Owing money to the Internal Revenue Service is not something many Florida taxpayers wish to experience. Federal law affords options to people who owe taxes, including extensions and payment plans. However, some taxpayers may be entirely unable to pay the amount they owe. For those individuals, reaching a tax debt settlement may be worth pursuing.
Tax debt settlements
An offer in compromise (OIC) is the official name for a tax debt settlement proposal. Someone who owes a significant amount of tax could offer to settle a portion of the debt in one lump sum or a few small payments within an established timeframe. The IRS would forgive the remaining debt, realizing the person is in no position to pay.
An OIC is not meant to provide a convenient solution to someone strained over tax debts. Rather, an OIC works to help those unable to pay their obligation due to financial troubles. In other words, someone who could pay their tax debt with a routine installment agreement would not likely qualify.

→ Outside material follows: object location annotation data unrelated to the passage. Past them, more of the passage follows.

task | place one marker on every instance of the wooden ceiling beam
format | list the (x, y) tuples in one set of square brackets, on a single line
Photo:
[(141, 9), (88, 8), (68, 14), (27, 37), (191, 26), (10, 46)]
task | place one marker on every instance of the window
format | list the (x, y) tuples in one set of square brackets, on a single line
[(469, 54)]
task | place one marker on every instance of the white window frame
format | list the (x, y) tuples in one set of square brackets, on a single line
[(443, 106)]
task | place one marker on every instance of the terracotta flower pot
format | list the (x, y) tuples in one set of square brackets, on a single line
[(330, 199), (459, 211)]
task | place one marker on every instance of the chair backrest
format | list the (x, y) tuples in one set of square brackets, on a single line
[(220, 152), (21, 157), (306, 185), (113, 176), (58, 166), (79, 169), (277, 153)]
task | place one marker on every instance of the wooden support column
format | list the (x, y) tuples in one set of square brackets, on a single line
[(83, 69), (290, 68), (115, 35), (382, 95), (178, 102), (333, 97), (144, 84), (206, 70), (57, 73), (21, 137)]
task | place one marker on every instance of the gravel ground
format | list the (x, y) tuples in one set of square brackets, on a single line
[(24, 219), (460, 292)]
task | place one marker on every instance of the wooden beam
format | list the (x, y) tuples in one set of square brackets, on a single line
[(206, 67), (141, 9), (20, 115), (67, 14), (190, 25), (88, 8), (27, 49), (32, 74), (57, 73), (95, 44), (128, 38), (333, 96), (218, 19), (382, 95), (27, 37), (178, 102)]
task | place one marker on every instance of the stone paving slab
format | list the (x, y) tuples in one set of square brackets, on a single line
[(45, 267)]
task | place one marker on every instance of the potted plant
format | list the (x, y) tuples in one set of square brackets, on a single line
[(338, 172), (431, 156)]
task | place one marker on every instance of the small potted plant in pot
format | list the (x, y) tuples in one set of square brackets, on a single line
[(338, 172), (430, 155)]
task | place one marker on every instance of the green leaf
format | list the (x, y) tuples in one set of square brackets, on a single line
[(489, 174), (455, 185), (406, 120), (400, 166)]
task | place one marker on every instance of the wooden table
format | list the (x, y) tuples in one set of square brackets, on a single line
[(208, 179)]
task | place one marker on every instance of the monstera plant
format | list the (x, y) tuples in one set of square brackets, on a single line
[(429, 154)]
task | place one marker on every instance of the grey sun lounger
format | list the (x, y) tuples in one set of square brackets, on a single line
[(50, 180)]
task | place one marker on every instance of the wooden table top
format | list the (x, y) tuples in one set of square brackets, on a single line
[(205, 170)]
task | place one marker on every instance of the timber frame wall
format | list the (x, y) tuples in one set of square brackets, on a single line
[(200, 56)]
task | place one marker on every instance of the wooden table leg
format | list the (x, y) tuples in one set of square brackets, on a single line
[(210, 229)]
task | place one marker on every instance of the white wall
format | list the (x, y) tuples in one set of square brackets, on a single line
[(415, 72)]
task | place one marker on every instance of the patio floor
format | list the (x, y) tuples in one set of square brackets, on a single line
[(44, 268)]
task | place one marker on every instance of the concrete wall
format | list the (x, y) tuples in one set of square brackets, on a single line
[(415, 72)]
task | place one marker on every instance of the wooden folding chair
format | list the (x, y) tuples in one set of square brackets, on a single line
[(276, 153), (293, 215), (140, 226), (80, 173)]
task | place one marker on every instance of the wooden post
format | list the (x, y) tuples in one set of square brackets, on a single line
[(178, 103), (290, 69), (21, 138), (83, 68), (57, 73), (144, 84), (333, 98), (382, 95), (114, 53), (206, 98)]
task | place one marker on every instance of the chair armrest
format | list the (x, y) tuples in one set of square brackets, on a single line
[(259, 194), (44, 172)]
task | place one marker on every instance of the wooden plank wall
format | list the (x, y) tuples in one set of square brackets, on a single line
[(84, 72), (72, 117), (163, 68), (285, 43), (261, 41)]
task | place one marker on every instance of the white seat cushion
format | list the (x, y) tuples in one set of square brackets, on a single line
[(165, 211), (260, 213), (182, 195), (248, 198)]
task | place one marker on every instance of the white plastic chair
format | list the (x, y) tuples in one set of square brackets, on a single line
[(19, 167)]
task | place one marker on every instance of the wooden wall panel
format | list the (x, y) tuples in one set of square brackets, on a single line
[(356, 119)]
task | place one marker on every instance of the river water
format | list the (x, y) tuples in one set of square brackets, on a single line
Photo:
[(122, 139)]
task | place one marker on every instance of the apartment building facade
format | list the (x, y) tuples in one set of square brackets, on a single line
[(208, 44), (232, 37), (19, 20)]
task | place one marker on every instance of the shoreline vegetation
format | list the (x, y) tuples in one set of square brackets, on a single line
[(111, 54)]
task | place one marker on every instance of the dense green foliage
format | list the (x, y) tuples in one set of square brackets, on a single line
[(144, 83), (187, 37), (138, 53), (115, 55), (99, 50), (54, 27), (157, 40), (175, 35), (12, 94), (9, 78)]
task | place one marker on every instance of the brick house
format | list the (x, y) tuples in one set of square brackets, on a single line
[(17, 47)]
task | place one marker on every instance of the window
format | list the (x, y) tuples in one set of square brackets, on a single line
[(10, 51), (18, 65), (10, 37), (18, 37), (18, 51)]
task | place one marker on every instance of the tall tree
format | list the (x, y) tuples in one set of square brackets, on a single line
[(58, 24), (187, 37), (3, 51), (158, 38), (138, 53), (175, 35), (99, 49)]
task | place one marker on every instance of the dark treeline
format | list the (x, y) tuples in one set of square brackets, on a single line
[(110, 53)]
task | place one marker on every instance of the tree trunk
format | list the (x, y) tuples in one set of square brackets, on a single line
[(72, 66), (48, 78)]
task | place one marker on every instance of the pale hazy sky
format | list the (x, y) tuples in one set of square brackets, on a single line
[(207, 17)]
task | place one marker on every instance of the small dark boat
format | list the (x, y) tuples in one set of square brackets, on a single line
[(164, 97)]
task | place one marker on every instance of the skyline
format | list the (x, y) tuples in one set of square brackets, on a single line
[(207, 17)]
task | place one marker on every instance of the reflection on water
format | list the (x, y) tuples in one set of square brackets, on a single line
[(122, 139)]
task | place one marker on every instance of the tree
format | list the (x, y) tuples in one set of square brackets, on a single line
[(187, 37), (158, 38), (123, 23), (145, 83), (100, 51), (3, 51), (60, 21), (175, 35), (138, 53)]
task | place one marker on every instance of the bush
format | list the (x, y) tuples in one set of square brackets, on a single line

Those who do qualify would complete and submit the required OIC form. The IRS will require information about household members, income, assets, and expenses. The processing time could take several months, even when the taxpayer qualifies.
Qualifying and filing
Before entering into any OIC debt negotiation steps with the IRS, the taxpayer must determine if they qualify. Statutory rules exist that establish baseline requirements, including filing all past tax returns and making all necessary estimated tax payments. Anyone involved in current bankruptcy proceedings would not qualify, and self-employed persons with employees must make all federal tax deposits.
Anyone who submits an offer in compromise should complete the form accurately and thoroughly. Errors or omissions could cause unnecessary problems and undermine a chance of settling the debt.